Grand’s passion remained undiminished, and in 2011 the designer returned to the digital sphere with a new project, dubbed Grandroids. As with Creatures, Grand doesn’t consider Grandroids to be a video game in the traditional sense. “I think it’s fair to say it’s not a game at all,” he says. “There’s nothing you’re supposed to do; no way to win. It just is. It’s somewhere to visit and some fellow life forms to get to know. What you do with them is down to you.”

Grand says the new virtual beings in Grandroids are much more complex and lifelike than the ones in Creatures thanks to the increased computing power he has available to use, combined with “20 extra years considering the problem.”

The project, which has been funded by around 700 supporters on the crowdfunding site Kickstarter, doesn’t employ conventional animation to generate the walking and running of its creatures.
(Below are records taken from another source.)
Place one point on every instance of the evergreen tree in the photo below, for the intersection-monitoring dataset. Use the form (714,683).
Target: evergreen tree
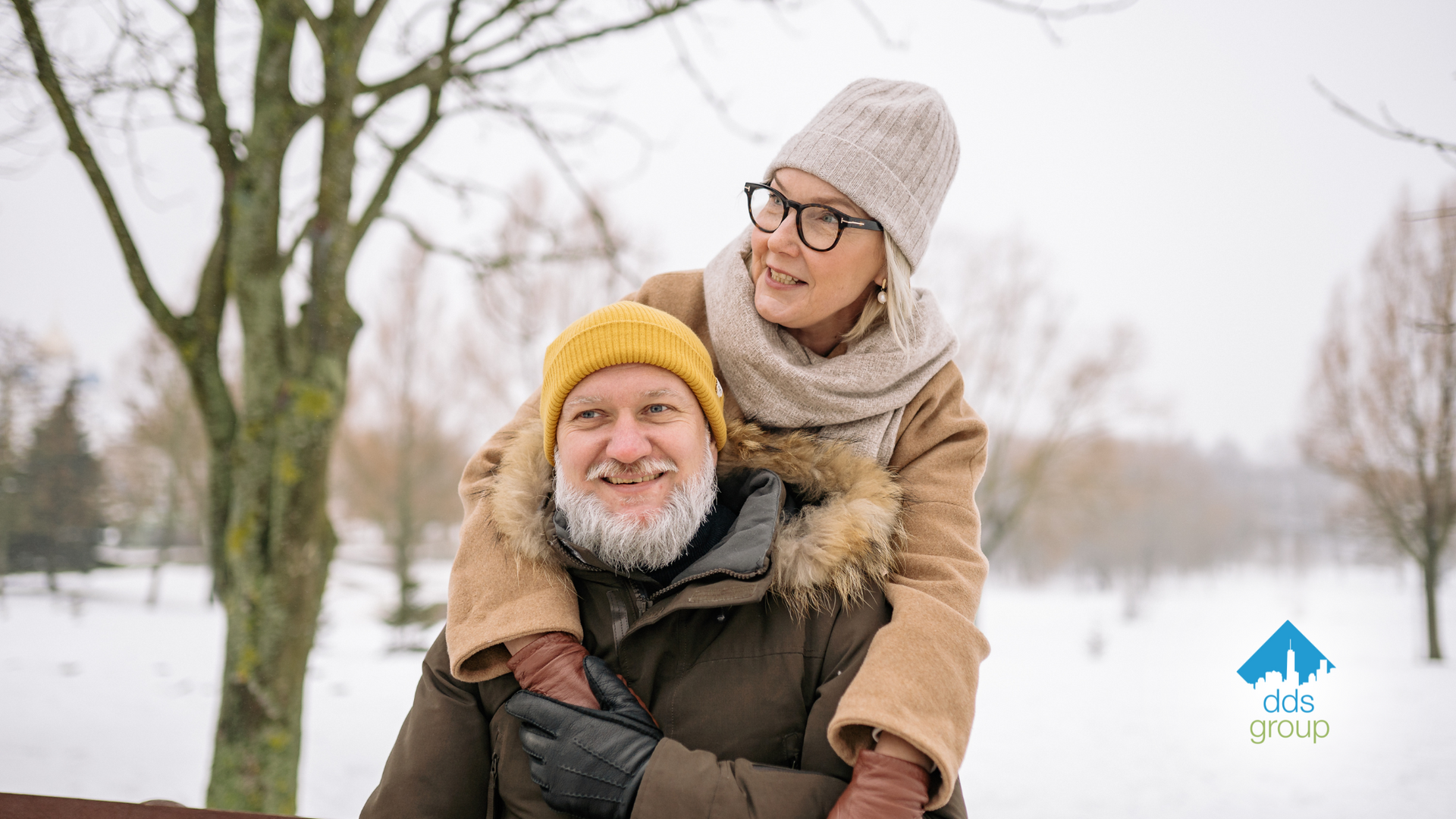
(60,518)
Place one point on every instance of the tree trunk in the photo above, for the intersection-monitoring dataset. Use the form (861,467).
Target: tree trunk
(277,558)
(1430,570)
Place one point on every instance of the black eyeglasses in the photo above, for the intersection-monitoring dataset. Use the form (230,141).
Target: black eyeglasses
(820,226)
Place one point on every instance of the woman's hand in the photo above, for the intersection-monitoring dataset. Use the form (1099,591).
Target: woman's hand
(551,665)
(884,787)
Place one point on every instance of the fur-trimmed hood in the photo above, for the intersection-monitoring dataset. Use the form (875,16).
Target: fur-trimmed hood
(839,542)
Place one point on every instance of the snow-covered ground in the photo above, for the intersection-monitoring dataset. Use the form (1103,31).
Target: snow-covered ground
(1092,703)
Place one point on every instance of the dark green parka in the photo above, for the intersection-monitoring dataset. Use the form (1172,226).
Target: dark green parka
(742,657)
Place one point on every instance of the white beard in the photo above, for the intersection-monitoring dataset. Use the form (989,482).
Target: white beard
(629,542)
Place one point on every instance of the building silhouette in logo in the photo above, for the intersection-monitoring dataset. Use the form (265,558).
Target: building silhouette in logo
(1286,657)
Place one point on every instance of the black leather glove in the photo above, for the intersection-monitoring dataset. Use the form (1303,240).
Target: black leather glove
(587,763)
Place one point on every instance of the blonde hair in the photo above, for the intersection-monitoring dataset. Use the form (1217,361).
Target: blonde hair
(899,308)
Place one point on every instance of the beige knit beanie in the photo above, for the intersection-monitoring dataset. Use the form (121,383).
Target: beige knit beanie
(887,145)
Rather, their movements are driven by each creature’s own AI. “I’ve ‘wired’ dozens of virtual muscles directly to each creature’s ‘brain,’ ” he says. “These interact with a physics engine, so that movements and choices are as real as possible.”

This is just part of Grand’s unconventional approach to fostering AI. “Most AI work starts out with the mistaken assumption that the brain is a computer and thought is an algorithm,” he says. Grand is instead attempting to determine the behavior of his creatures through the arrangement and interactions of simple virtual neurons, enzymes, receptors, and genes. His aim is to replicate the way in which living organisms work. “Neurons send point-to-point signals, but many of the computations performed by living organisms are more spread out and diffuse,” he says.

Grand believes that he has found a way to imbue each creature with some form of imagination. “The Norns merely reacted to events in the world and learned passively how to react better in the future,” he says. “My new creatures have the beginnings of a proper mental life. I’m sure a lively debate will take place among philosophers of mind about these things, but I do think I finally know how to give my creatures the rudiments of an imagination.”

Despite these extravagant claims, Grand struggles to earn a living. He subsists on the financial support of two close friends and the Kickstarter donations he received at the start of the project. Nevertheless, he believes the work is not only worthwhile but necessary. “By creating alternative kinds of life, I hope to encourage people to ask deep and important questions about their own lives,” he says. “What does it mean to be alive, to be conscious, to be hurt, to be ethical? Artificial life can help to shed a little light on all these things. It’s the science of us, as seen in the reflections of aliens.”